Depends how she got there. Did the state commit her? Then they have jurisdiction over her. But most people are not committed by the state. Did she commit herself? Does her mother have guardianship, allowing her to commit her?

Also understand that many people in group homes have to pay the bills to stay there (unless the state has committed them). Often that burden falls to relatives. You should decide how the bills are being paid.


B) If she were to reveal her identity, and she was essentially a ward of the state, what would happen to her?
She'd be returned to the proper custody.

C) Is there a way of extracting the information from her without perturbing her status quo of living on the street (or without her permission)? I am unclear of the question. Extract which information? What do you mean by extracting the info without her permission?

Fruitbat
06-22-2016, 09:36 AM
Yes, she'd be a ward of the state if her mother didn't take on guardianship of her. The mother may have let the state take over because then the state foots the bills. The mother could still visit and so on, so who actually has legal guardianship might not matter for your story.
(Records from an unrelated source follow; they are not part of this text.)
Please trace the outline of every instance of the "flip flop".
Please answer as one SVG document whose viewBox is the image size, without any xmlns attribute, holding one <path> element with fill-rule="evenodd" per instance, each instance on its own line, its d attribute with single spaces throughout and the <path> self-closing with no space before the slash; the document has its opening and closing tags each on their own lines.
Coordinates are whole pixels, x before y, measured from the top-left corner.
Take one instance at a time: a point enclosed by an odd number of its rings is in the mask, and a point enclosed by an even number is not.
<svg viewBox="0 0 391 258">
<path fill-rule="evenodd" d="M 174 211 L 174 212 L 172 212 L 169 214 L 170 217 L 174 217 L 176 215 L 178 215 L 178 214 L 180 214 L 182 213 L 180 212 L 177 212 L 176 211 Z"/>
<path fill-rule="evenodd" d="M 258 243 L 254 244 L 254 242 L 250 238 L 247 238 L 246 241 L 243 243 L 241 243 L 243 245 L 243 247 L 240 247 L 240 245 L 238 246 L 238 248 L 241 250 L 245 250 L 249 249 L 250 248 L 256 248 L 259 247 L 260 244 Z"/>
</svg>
If she ran off, she'd be reported as missing, by the group home.

If another police department found out she had a guardian, they'd probably arrange for her to be transferred back to where she came from.
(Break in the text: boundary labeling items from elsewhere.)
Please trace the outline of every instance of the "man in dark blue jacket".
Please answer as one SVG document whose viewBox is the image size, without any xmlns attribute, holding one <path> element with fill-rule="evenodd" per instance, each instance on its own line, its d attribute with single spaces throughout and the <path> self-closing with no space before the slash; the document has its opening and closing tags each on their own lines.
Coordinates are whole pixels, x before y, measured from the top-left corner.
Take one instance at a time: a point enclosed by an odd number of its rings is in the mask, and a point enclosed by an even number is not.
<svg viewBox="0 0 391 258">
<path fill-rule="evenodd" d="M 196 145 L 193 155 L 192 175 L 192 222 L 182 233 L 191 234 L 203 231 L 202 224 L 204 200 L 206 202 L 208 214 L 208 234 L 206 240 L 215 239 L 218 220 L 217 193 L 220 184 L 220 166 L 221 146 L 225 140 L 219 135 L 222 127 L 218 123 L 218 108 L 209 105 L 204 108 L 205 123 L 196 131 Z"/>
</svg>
But I think it's plausible for her to fall through the cracks, if that's what you need for your story. Maybe just show her slipping out the door of the police station after they get the information they want from her, as explanation for readers.

Nick Blaze
06-27-2016, 08:49 PM
I am a supervisor for a group home for the developmentally disabled, so hopefully I can answer these logically.

A) If she's in a group home, and her mother is essentially distant/uncaring when she disappears, would she be considered a ward of the state or something equivalent for adults?

Depends on if the mother has guardianship or not. They do be default, unless they pass that off to the state-- or another relative. Most individuals above the age of 40 have state-appointed guardians.

B) If she were to reveal her identity, and she was essentially a ward of the state, what would happen to her?

If she reveals her identity to somebody who reports it, the police would be looking for her. She would be returned to the group home's organization for re-immersion, assuming they still exist. When she ran away, there was likely a state investigation which may have done something to change the way the original organization worked, or they deemed it unrelated and let them be free of charge.

C) Is there a way of extracting the information from her without perturbing her status quo of living on the street (or without her permission)?

I don't think I can answer this one, as it seems related to the individual and street life. I think just about anything is possible after a good amount of time from running away. However, depending on her intellectual disability and the amount of care a person requires to be placed into a 24 hour group home, there's not likely a possibility of her surviving on her own.

M.Charles
07-11-2016, 05:33 AM
In Alberta, Canada, it's the Office of the Public Guardian that would be involved, if there isn't family able/willing/fit to be designated guardian.